Receiving an offer to sell your business can feel like you have just won the lottery. It's even better if the price is higher than you expected. All those years of hard work may finally be paying off, and you are about to realize your dreams of retirement. It's tempting to move quickly with that prospective buyer, but do not be blinded by dollar signs. The highest offer is not always the best one.
Once you select a buyer, the pendulum of power swings to the buyer. Your ability to negotiate is significantly reduced as you defend and support the price agreed to with that purchaser. Before this happens, perform due diligence about the potential buyer and weigh the following factors:
1. Meet your financial exit goals.
On the surface, the offer price might seem like more than enough to meet your retirement goals. It's key to calculate what your net proceeds would be after accounting for transaction costs, taxes and debts that need to be paid.

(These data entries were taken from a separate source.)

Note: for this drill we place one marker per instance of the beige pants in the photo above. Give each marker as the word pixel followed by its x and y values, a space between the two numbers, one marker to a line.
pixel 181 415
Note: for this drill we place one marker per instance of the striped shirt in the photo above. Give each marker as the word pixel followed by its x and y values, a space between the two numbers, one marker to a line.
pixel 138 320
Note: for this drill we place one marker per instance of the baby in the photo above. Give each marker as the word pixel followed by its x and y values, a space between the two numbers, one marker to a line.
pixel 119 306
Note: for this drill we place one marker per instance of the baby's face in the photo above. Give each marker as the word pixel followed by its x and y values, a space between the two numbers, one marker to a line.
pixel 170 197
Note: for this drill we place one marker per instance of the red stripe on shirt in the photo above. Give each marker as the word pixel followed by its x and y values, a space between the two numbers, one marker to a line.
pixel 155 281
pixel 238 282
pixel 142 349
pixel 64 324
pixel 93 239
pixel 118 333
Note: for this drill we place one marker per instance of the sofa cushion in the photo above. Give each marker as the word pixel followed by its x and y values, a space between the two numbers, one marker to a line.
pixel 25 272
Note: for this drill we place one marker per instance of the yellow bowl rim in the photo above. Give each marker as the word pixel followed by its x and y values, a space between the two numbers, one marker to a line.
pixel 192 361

Also consider that the initial offer is always the highest possible price that you will receive from that buyer. During due diligence, the buyer might find reasons to reduce the price. Make sure you have enough of a cushion and have considered your net proceeds when assessing the price.
2. Consider the transaction's structure.
The structure of a transaction can affect the amount of taxes you will owe, the cash you'll receive at closing and the timing of your transition from the business. If your goal is to exit the company at the deal's closing with enough cash to retire, you may not want to enter into an earnout transaction, which would pay you over time while requiring you to work under the new owner for a period.
Transaction structures can be complex, but do not be intimidated. Work with your attorney and accountant to ensure you that understand the details of the proposed structure before selecting a buyer.
3. Understand a buyer's assumptions.
Once you accept an offer, the buyer will perform due diligence on your company to confirm the assumptions that drove the price. The buyer’s first goal in due diligence is to confirm the information you provided. The buyer will then identify concerns about your company that warrant reductions in the purchase price.
Understanding a buyer’s valuation assumptions will let you anticipate potential adjustments. If you believe there will be significant reductions in the price after due diligence, you might opt to not accept this buyer’s offer.
4. Weigh if the buyer can close the transaction.
Don’t put yourself and your business through intense due diligence only to discover that the buyer is unable to close on the transaction. In this economy, securing funding to purchase a business is difficult.
If the buyer is relying on bank financing, get a commitment letter from that institution before accepting the offer. Inquire about the buyer’s history of successfully acquiring companies. You want an experienced buyer rather than one with a history of getting cold feet at the last minute.
5. Assess your readiness to move on.
Before you select a buyer and enter the sale process, consider if you're personally ready for the transition. Are you emotionally prepared to give up your business? Do you have a clear vision of what you'll do next? If you can answer yes to these questions, you'll increase the odds of a successful sale and your smooth transition from your business.
I have seen many sellers jump at the highest offer, only to regret their decision. The highest offer may not give you the best outcome. A failed business sale is difficult for an owner to overcome. Consider all aspects of an offer before selecting a buyer. Be patient and keep your goals in sight.